Feature IDs found in the table are missing from the taxonomy

Hi All,

A newbie to QIIME2 here!
I am training my classifier, when I try to create the taxa barplot I keep getting the error below that "Feature IDs found in the table are missing from the taxonomy", but I don’t know how to convert the feature table IDs to their taxonomy.
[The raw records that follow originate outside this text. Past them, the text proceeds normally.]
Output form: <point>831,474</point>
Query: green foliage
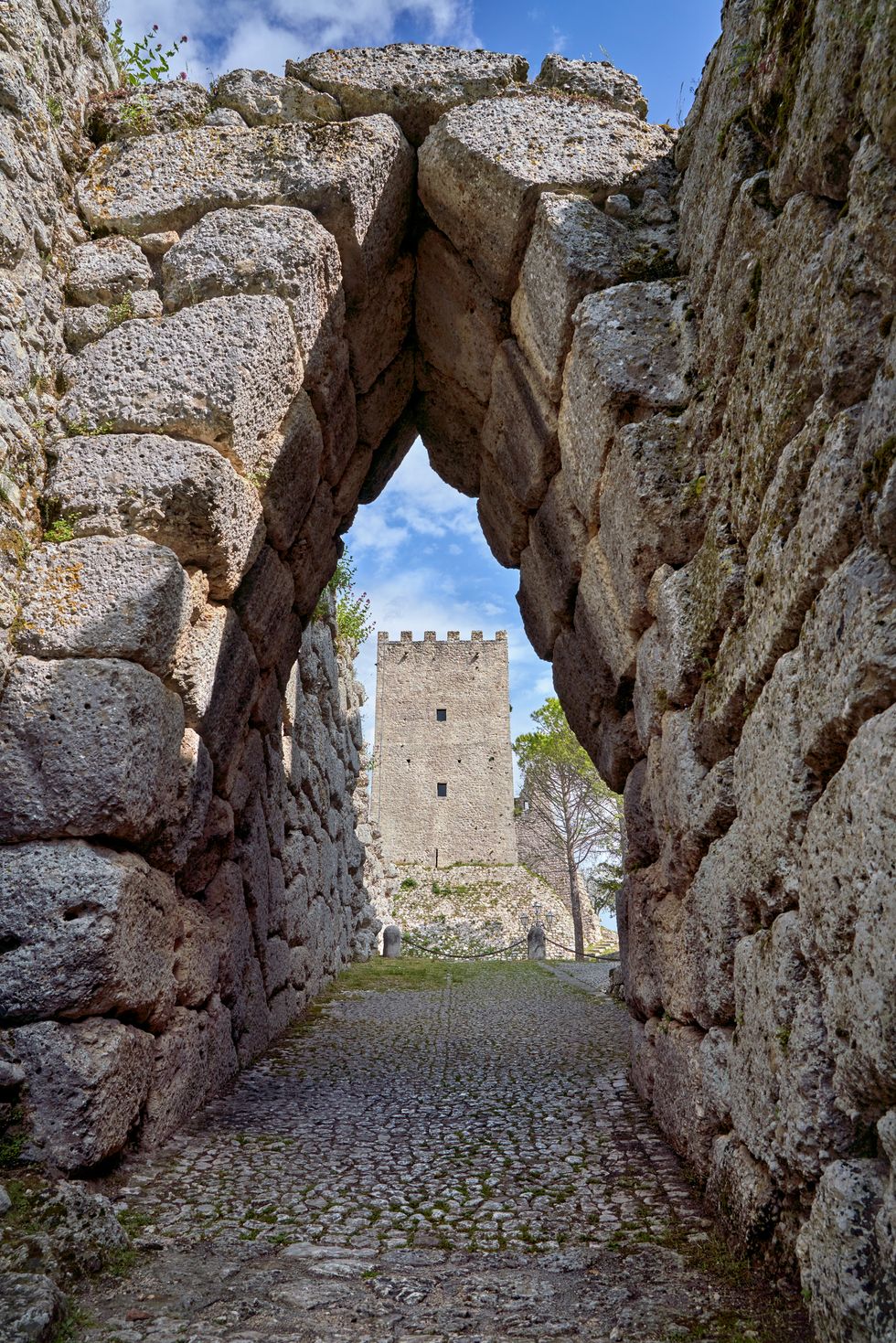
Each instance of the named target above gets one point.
<point>354,621</point>
<point>144,62</point>
<point>60,530</point>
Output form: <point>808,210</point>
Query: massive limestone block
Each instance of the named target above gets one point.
<point>849,632</point>
<point>575,249</point>
<point>378,329</point>
<point>450,421</point>
<point>632,357</point>
<point>86,933</point>
<point>845,1253</point>
<point>182,495</point>
<point>106,271</point>
<point>790,558</point>
<point>458,325</point>
<point>412,82</point>
<point>354,176</point>
<point>217,673</point>
<point>102,598</point>
<point>848,907</point>
<point>263,250</point>
<point>649,508</point>
<point>223,372</point>
<point>484,168</point>
<point>597,78</point>
<point>782,1100</point>
<point>89,746</point>
<point>520,427</point>
<point>266,100</point>
<point>88,1082</point>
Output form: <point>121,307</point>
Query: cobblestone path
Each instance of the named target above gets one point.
<point>464,1160</point>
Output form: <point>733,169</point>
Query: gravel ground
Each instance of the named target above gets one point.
<point>461,1162</point>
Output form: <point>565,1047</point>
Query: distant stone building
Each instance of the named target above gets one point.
<point>443,764</point>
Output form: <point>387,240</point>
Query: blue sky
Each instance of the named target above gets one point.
<point>420,551</point>
<point>663,42</point>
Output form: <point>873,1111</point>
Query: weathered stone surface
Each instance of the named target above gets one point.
<point>484,168</point>
<point>845,1259</point>
<point>632,354</point>
<point>649,509</point>
<point>850,632</point>
<point>265,100</point>
<point>86,933</point>
<point>83,325</point>
<point>263,250</point>
<point>412,82</point>
<point>782,1100</point>
<point>222,372</point>
<point>91,748</point>
<point>32,1306</point>
<point>106,271</point>
<point>458,325</point>
<point>597,78</point>
<point>217,675</point>
<point>185,496</point>
<point>848,877</point>
<point>574,250</point>
<point>520,429</point>
<point>378,331</point>
<point>102,598</point>
<point>88,1082</point>
<point>156,109</point>
<point>355,176</point>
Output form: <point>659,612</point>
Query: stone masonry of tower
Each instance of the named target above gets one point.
<point>443,766</point>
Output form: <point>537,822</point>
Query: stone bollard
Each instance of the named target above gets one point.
<point>535,944</point>
<point>392,941</point>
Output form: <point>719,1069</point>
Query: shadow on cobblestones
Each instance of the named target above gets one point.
<point>457,1160</point>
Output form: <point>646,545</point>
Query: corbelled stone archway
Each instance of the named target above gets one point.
<point>663,364</point>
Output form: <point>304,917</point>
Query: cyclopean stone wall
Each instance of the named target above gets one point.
<point>664,364</point>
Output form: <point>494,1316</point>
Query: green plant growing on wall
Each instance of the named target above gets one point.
<point>354,621</point>
<point>571,812</point>
<point>144,60</point>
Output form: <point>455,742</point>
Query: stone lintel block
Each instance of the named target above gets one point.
<point>91,747</point>
<point>412,82</point>
<point>175,492</point>
<point>632,357</point>
<point>269,250</point>
<point>223,372</point>
<point>458,324</point>
<point>103,598</point>
<point>575,250</point>
<point>86,933</point>
<point>378,329</point>
<point>520,427</point>
<point>88,1082</point>
<point>355,176</point>
<point>483,169</point>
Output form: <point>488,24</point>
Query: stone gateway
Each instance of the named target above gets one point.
<point>443,764</point>
<point>663,361</point>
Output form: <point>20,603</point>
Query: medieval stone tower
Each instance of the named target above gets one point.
<point>443,766</point>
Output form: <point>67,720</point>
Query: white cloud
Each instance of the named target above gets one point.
<point>225,34</point>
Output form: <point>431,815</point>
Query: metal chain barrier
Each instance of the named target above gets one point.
<point>461,955</point>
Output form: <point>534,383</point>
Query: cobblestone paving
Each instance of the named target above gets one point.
<point>460,1162</point>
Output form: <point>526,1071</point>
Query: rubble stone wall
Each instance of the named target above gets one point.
<point>664,364</point>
This now has me stuck at creating taxa barplot.

This is not a new question, it was asked before but the feedback wasn't clear (at least to a newbie).
Kindly advice..I would also appreciate a script on converting the feature table IDs to their taxonomy beforehand.

I have attached my taxonomy and table files.

taxonomy.qzv (1.5 MB) table_3.qzv (951.2 KB)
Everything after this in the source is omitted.